Originally published on PITT Swanson Engineering.
Most electric motors for electric vehicles rely on permanent magnets made with rare-earth metals. Researchers at the University of Pittsburgh Swanson School of Engineering are working with Powdermet Inc., a nanomaterials and advanced materials research and development company in Euclid, Ohio, to develop a rare-earth mineral free electric engine. The project recently received $200,000 in funding from the U.S. Department of Energy (DOE).
The global market for electric vehicles (EVs) is expected to grow by more than 25 percent by 2030, with some politicians and manufacturers alike calling for a phase-out of gasoline-powered vehicles by 2035. The White House is even expected to ask automakers to commit to at least 40 percent of its new vehicle sales being electric by the year 2030.
However, most electric motors for electric vehicles rely on permanent magnets made with rare-earth metals, which are — as the name implies — a limited resource*. In addition to their rarity, extracting and processing these materials has severe environmental consequences, leaving behind a significant amount of toxic waste. And since China accounts for the vast majority of rare-earth production, price volatility is another concern. To meet the needs of a growing market, designing electric motors without rare-earth metals is a crucial step, especially for sustainable supply chains. [*Editor’s note: rare-earth elements are actually not that rare — the name is misleading and doesn’t stem from them not being abundant. “Despite their name, rare-earth elements are relatively plentiful in Earth’s crust, with cerium being the 25th most abundant element at 68 parts per million, more abundant than copper.” However, they are often hard to extract very economically because they are not found in big lumps or ores. “Because of their geochemical properties, rare-earth elements are typically dispersed and not often found concentrated in rare-earth minerals. Consequently, economically exploitable ore deposits are sparse (i.e. ‘rare’).”]
Researchers at the University of Pittsburgh Swanson School of Engineering are working with Powdermet Inc., a nanomaterials and advanced materials research and development company in Euclid, Ohio, to develop such an alternative. The Powdermet-led project hopes to create an electric machine that uses permanent magnets made of more abundant metals instead of rare-earth metals. The project recently received $200,000 in funding from the U.S. Department of Energy (DOE) that will allow Powdermet to commercialize MnBi-based permanent magnetic materials developed at the U.S. Department of Energy Ames Laboratory Critical Materials Institute (CMI).
“The Green technologies of the future — electric vehicles, wind turbines, wave energy, drones, and more — rely on rare earth permanent magnets not currently available from domestic suppliers, resulting in significant supply chain risk. Powdermet is tremendously excited to bring our 25 years of nanostructured powder processing experience to rapidly scale production of rare earth free magnet technology developed at CMI,” said Andrew Sherman, founder and Chief Technology Officer of Powdermet and principal investigator. “Collaboration with the technical experts at AMPED, Pitt, and CMI will allow us to accelerate introduction of domestically produced rare earth free permanent magnets to North American supply chains.”
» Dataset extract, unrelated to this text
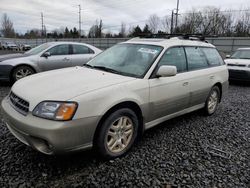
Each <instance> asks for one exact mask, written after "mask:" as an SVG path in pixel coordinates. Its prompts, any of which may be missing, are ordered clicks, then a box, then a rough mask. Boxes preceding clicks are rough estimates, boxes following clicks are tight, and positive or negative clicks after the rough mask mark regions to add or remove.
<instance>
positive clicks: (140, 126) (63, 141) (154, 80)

At Pitt, this work will be led by Paul Ohodnicki, associate professor of mechanical engineering and materials science, and Brandon Grainger, Eaton Faculty Fellow and assistant professor of electrical and computer engineering. Together, the Pitt team will use ANSYS MotorCAD to benchmark an electric motor design that takes advantage of the novel magnetic materials.
“Permanent magnets are used in electric motors because they can produce and maintain a strong magnetic field, even in the presence of an opposing magnetic field, as opposed to electromagnets, which require an electric current,” explained Paul Ohodnicki, associate professor of mechanical engineering and materials science at Pitt. “Using alternative materials such as MnBi-based permanent magnets, developed at the Ames Laboratory, to create a permanent magnet instead of rare-earth metals like neodymium and dysprosium would make electric vehicles more affordable, accessible, and sustainable, and would help the U.S. become a leader in the EV market.”
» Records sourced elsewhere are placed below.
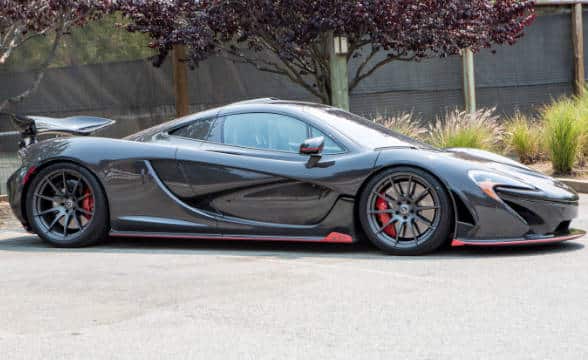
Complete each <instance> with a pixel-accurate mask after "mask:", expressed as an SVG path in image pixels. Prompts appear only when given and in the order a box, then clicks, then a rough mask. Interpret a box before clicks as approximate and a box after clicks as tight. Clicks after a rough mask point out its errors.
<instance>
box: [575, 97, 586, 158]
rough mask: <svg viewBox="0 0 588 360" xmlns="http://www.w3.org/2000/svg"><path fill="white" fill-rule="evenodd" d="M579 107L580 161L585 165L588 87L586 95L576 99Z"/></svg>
mask: <svg viewBox="0 0 588 360" xmlns="http://www.w3.org/2000/svg"><path fill="white" fill-rule="evenodd" d="M576 104H577V108H578V119H577V121H578V126H579V131H580V159H579V160H580V163H581V165H585V164H586V161H587V160H588V89H585V90H584V95H583V96H581V97H579V98H577V99H576Z"/></svg>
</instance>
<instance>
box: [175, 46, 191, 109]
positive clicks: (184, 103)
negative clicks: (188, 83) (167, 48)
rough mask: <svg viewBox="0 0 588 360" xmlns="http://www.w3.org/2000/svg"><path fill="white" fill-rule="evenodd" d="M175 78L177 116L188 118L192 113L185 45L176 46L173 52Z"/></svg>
mask: <svg viewBox="0 0 588 360" xmlns="http://www.w3.org/2000/svg"><path fill="white" fill-rule="evenodd" d="M172 58H173V77H174V79H173V80H174V95H175V100H176V116H177V117H182V116H186V115H188V114H189V112H190V97H189V94H188V66H187V65H186V62H185V61H184V60H185V59H186V48H185V46H184V45H175V46H174V50H173V56H172Z"/></svg>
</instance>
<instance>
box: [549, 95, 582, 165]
mask: <svg viewBox="0 0 588 360" xmlns="http://www.w3.org/2000/svg"><path fill="white" fill-rule="evenodd" d="M581 106H582V105H581V103H580V101H579V100H578V99H576V100H574V99H568V98H562V99H560V100H557V101H554V102H552V103H551V104H550V105H548V106H546V107H545V108H544V109H543V111H542V116H543V121H544V122H545V123H544V125H545V134H546V145H547V150H548V151H549V155H550V158H551V162H552V165H553V170H554V171H555V172H556V173H559V174H569V173H571V171H572V168H573V167H574V164H575V163H576V161H577V160H578V159H579V158H581V155H582V154H581V150H582V136H583V135H582V131H581V127H582V126H581V124H580V121H579V119H580V115H581V113H582V109H581Z"/></svg>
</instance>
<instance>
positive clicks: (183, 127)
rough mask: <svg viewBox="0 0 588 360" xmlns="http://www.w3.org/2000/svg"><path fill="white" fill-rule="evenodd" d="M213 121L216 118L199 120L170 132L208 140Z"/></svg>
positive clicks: (194, 138)
mask: <svg viewBox="0 0 588 360" xmlns="http://www.w3.org/2000/svg"><path fill="white" fill-rule="evenodd" d="M213 123H214V119H205V120H197V121H194V122H193V123H190V124H188V125H186V126H184V127H181V128H179V129H176V130H174V131H172V132H171V133H170V134H171V135H175V136H181V137H185V138H189V139H194V140H208V138H209V134H210V133H211V130H212V128H213V126H212V124H213Z"/></svg>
Powdermet is an industry participant of the Advanced Magnetics for Power & Energy Development (AMPED) Consortium, a research consortium led by director Ohodnicki and co-director Grainger at the University of Pittsburgh. AMPED includes several schools at Pitt, Carnegie Mellon University, North Carolina State University, national labs, and industry partners, bringing together an interdisciplinary skillset well-suited to the research and development of magnetic materials for power electronics and power conversion systems.
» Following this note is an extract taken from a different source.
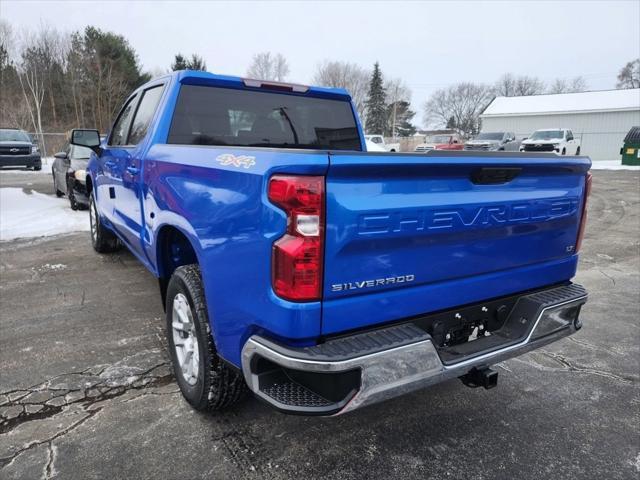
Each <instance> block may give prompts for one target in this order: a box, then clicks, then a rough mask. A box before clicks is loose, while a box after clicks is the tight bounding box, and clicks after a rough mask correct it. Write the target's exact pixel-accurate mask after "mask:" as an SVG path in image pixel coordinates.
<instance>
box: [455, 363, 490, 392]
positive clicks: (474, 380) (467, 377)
mask: <svg viewBox="0 0 640 480" xmlns="http://www.w3.org/2000/svg"><path fill="white" fill-rule="evenodd" d="M460 380H461V381H462V383H464V384H465V385H466V386H467V387H470V388H478V387H483V388H484V389H485V390H489V389H490V388H493V387H496V386H497V385H498V372H496V371H495V370H491V369H490V368H486V367H485V368H474V369H472V370H471V371H469V373H467V374H466V375H463V376H461V377H460Z"/></svg>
“AMPED’s mission is both to prepare the next generation of multidisciplinary researchers to innovate with soft magnetics materials in future power conversion systems and to help our partners in industry develop and test the innovations that the world needs now,” said Grainger, who is also associate director of the Energy GRID Institute. “This partnership with Powdermet is a great example of the kind of foundational research and development work we can do when we collaborate with our partners from various engineering disciplines, and we’re excited by the potential impact on the future of EVs.”